In my late teens, I heard a few lectures from biblical scholars, one of whom, Frances Hogan, focused on the gospels. I loved the way she’d say, “Well, this is the Jesus of Mark we’re talking about here.” I’d never heard anyone say that. Again, I asked, “Can you say that?” I loved that she had read closely enough to say, “Jesus of Mark and Jesus of John are very different characters; my God, I don’t think they would have liked each other at all.” Mark’s Jesus would have told John’s Jesus to shut up.

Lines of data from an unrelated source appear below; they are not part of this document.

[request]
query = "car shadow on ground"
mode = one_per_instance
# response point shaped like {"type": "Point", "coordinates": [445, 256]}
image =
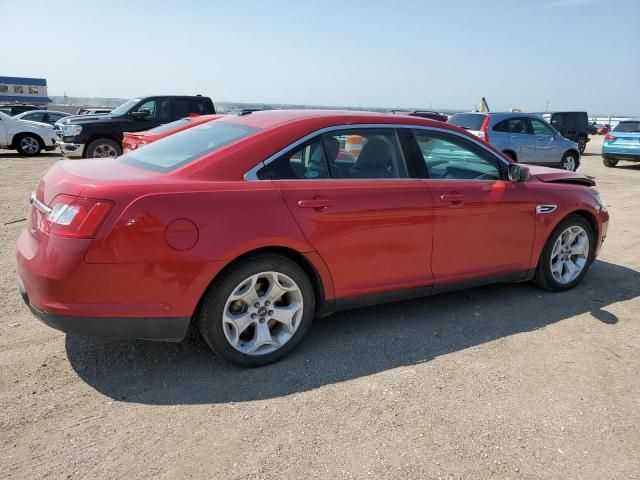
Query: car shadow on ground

So for me, the opening door was a literary one: I began to see texts as works of art. As much as I appreciate the art of poetry and the art of fiction, you can also appreciate the art behind the gospels. It’s a mystery as to how they’re compiled; of course, there’s some historical data, but there’s also so much we don’t know. I feel full freedom therefore to bring what my limited brain says about art appreciation to these texts—and to a life in response to those texts.
I feel freedom to say, “You can say whatever you want.” So what do you want to say? What have you thought about saying—about religion, its experience, its influence, and its relationship to the text? So many of the problems of the texts are not in the text itself, rather it’s the policing and controlling mechanism of the text’s interpretation. That is both boring and dangerous.
LMW: As you were talking about Ignatius, it struck me that in your podcast you offer an Ignatian reading of poetry. Have you thought about it in that way?
Completely! I also think that all Ignatius was doing was learning from others who read texts closely. All good historical engagement is people who read texts carefully and then can read the world in conversation with those texts. Ignatius was brilliant at it, and he created a very simple system for teaching others, but it’s not a specific project to Ignatian spirituality or to any one religion.
I think what we’ve found over and over again throughout world literary history is how revolutionary it is for somebody to take a text—or a mythology or a piece of art—and read it in a new way. A new point of view is enlivening. The idea of point of view can be dignifying for people who’ve been told their point of view is invalid. I found my way into that both through midrash and through Ignatius. I suppose the two are doing different things, but in a certain sense each is paying close attention to the text, to reading carefully, and—alongside that—to reading yourself very carefully.
LMW: My sense is that you are not particularly interested in questions about belief. If that’s the case, what does interest you?
I mean, what is God? God’s just a sound that we make with our mouths. Whatever God is—or as Aquinas says, “that which we call God”—is discovered and made and remade in the possibility of doing something surprising.
Wouldn’t it be extraordinary if voices of compromise, creativity, unexpected alliances emerged from within warring factions? Can you imagine, in much of the world’s population, what a collective sigh of relief and excitement it would be, to think, “Oh my God, listen to that.” That is the making of God, in a certain sense. Always small, always naive, because something is always being born. I don’t believe in God as character, but I do believe in God as plot—and the emergence of God as plot is always small and risky. And open to being killed.
LMW: It sounds to me like you’re also identifying God as seeing, observing, noticing.
As art, also. Any creative endeavor on a geopolitical scale is artistic. In the Good Friday Agreement between Britain and Ireland, the preamble concludes, “in a spirit of concord, we strongly commend this agreement to the people.” In the “spirit of concord”: concordia—shared heart. It’s that level of elevated language that moves me deeply. To think, “Look at what is possible when people do creative work with each other.”